Introduction: Blueberry Yogurt Pie

About: I love to spend time in the kitchen to relax and feed those I love with great eats and treats.

When I made this for my family I told them it was blueberry cheesecake pie, because that's exactly what it tastes like. But my secret was: the filling is mostly vanilla Greek yogurt. They loved it, and my dad does not enjoy yogurt at all.

This pie is healthy enough I'd happily eat it for breakfast, not just dessert. I was inspired to come up with this recipe after seeing them make bars with this filling on The Chew, I thought to myself, that would make a great pie, and it does! While I have no issues digging into my usual, not-as-healthy pies, this tastes just as great and comes together quickly. 

An incredibly simple filling of vanilla Greek yogurt mixed with an egg, cinnamon, cornstarch, and some sugar really give that classic cheesecake tasting filling, mixed with tart blueberries to offset the sweet. They made an oat crust on the show, but some online commenters didn't like it, so I used an oat crust recipe from Cook's Country that adds some nice crunch and heartiness to complement the creamy filling. 
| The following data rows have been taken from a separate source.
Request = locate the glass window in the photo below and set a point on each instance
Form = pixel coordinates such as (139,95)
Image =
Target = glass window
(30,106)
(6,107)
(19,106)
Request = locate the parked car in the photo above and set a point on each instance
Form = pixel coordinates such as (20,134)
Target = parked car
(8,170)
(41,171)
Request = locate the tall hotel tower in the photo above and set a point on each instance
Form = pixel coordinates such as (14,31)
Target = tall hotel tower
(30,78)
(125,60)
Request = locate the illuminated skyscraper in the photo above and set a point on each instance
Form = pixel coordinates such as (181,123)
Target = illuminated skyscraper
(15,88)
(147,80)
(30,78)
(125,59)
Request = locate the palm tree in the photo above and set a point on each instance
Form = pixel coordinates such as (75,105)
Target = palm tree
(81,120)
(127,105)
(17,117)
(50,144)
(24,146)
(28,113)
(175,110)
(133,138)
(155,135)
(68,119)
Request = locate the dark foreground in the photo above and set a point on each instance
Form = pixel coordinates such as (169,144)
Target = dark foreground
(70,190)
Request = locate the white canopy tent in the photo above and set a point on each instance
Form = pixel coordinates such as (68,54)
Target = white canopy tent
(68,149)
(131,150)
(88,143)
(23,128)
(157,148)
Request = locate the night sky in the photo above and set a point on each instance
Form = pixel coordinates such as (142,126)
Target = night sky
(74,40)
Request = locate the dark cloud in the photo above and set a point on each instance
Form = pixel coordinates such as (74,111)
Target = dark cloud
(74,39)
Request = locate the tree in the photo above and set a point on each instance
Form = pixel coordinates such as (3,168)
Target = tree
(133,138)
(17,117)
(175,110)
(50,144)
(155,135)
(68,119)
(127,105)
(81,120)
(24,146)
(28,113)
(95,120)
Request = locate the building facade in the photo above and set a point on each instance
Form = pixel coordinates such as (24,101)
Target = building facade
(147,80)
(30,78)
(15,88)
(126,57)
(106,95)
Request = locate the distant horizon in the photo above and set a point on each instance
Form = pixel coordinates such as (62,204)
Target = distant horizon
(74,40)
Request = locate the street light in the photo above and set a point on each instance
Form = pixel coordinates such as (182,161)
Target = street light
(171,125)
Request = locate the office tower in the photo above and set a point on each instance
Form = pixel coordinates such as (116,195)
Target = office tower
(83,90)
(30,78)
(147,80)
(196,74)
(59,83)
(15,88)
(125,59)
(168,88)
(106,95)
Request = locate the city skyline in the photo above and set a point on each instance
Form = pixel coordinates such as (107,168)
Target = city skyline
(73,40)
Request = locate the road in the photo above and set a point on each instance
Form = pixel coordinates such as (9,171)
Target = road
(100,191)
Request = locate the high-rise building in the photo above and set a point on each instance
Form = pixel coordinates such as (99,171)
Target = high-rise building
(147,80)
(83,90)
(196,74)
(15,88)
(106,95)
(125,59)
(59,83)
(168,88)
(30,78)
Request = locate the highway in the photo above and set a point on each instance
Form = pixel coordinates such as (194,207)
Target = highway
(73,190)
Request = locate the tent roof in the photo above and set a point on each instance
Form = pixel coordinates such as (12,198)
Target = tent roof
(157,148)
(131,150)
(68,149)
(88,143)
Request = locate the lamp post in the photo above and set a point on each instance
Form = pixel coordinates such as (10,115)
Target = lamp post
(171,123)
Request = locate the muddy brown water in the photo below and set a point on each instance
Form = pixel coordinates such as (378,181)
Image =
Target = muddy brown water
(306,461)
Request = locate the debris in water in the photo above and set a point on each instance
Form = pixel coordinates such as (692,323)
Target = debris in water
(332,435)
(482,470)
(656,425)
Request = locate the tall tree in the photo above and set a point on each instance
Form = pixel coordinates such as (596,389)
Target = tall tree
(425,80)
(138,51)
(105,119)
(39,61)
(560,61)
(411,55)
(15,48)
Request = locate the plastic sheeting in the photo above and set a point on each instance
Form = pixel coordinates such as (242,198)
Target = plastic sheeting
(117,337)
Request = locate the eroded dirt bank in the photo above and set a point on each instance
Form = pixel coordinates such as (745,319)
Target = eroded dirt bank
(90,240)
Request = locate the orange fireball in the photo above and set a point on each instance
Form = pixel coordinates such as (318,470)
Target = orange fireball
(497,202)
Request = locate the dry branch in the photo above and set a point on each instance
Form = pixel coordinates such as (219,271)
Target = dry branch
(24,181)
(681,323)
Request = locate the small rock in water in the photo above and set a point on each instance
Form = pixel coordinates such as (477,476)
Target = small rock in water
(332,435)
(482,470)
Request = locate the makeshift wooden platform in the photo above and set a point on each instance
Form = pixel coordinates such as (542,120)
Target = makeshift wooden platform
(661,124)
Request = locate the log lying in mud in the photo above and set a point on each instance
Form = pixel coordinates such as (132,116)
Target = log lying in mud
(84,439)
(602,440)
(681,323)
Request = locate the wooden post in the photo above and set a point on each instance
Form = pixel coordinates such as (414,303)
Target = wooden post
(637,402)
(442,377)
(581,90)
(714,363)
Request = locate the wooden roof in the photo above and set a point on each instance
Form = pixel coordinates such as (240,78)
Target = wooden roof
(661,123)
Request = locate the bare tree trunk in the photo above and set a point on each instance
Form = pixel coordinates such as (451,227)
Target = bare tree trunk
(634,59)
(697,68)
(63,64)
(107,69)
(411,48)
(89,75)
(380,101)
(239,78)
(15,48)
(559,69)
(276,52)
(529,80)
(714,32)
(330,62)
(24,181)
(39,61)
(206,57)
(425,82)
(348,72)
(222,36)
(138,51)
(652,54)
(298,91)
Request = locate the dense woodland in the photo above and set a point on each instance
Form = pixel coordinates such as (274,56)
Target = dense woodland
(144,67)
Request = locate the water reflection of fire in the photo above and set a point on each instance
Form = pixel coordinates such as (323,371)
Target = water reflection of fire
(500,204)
This pie is so easy to put together the hardest part is waiting for it to chill and set before digging in. You could easily change the blueberries to blackberries or raspberries. If you don't have vanilla Greek yogurt, you can use plain Greek yogurt, and add 1 1/2 tsp. vanilla extract to get the same flavor. Might even be fun to use other Greek yogurt flavors. In fact, since many use canning jars to take yogurt parfaits to work or school, you could bake these in jars for a little more decadent midday snack. 

I hope you'll treat yourself and your family to this delicious pie soon, even if you have to call it cheesecake pie like I did, enjoy! 

Serves 8

Filling recipe adapted from "The Chew" Blueberry Delight http://abc.go.com/shows/the-chew/recipes/blueberry-delight-national-dairy-council-fuel-up-to-play-60
Crust recipe adapted from Cook's Country Matrimonial Bars recipe Feb./March 2014


Step 1: Gather Ingredients

You'll need:

For the crust:
1/2 cup (2.25 ounces) all-purpose flour
1/2 cup (3.5 ounces) light brown sugar
1/2 teaspoon ground cinnamon
1/4 teaspoon baking soda
1/8 teaspoon salt
6 tablespoons unsalted butter, cut into 1/2-inch pieces
1 cup (3 ounces) old-fashioned rolled oats

For the filling:
1 quart (4 cups) vanilla Greek yogurt, room temperature
1/2 cup sugar 
1 egg, room temperature
2 tablespoons cornstarch
1/4 teaspoon ground cinnamon
2 cups blueberries; fresh or frozen
Flour; as needed, if using frozen blueberries

Step 2: Prepare Crust

Preheat oven to 350 F. (I also preheat a baking sheet on the middle rack because I bake my pies on baking sheets to catch any spills.) 

Spray a 9-inch pie plate with nonstick spray. 

Pulse flour, sugar, cinnamon, baking soda, and salt in food processor until combined, about 5 pulses. Add butter and pulse until mixture resembles coarse sand, about 15 pulses. Add oats and pulse once or twice to combine.

Pat crust into bottom and up the sides of pie plate. Bake until lightly browned, 10-15 minutes, rotating pan halfway through baking. The crust will puff due to the baking soda, pat it back down with a spoon, put pie plate on cooling rack and the baking sheet back in the oven. 

Step 3: Prepare Filling, Bake, and Enjoy

If using frozen blueberries, toss in flour (I used about 1 Tbsp.) until lightly coated; discard excess flour.

In a large bowl, whisk egg, cornstarch, and cinnamon. Add 1 quart yogurt and 1/2 cup sugar; stir until blended. Gently fold blueberries into batter; pour evenly over crust.

Bake for 1 hour or until toothpick inserted into the center comes out clean. (If the filling is browning too much before the filling is set, you can cover it with nonstick foil, or spray regular foil with nonstick spray, nonstick side down, when finished the center will still be slightly jiggly.)

Cool at room temperature 30 minutes, refrigerate for at least 2 hours before cutting.

Pie can be stored, covered, in the refrigerator up to 2 days.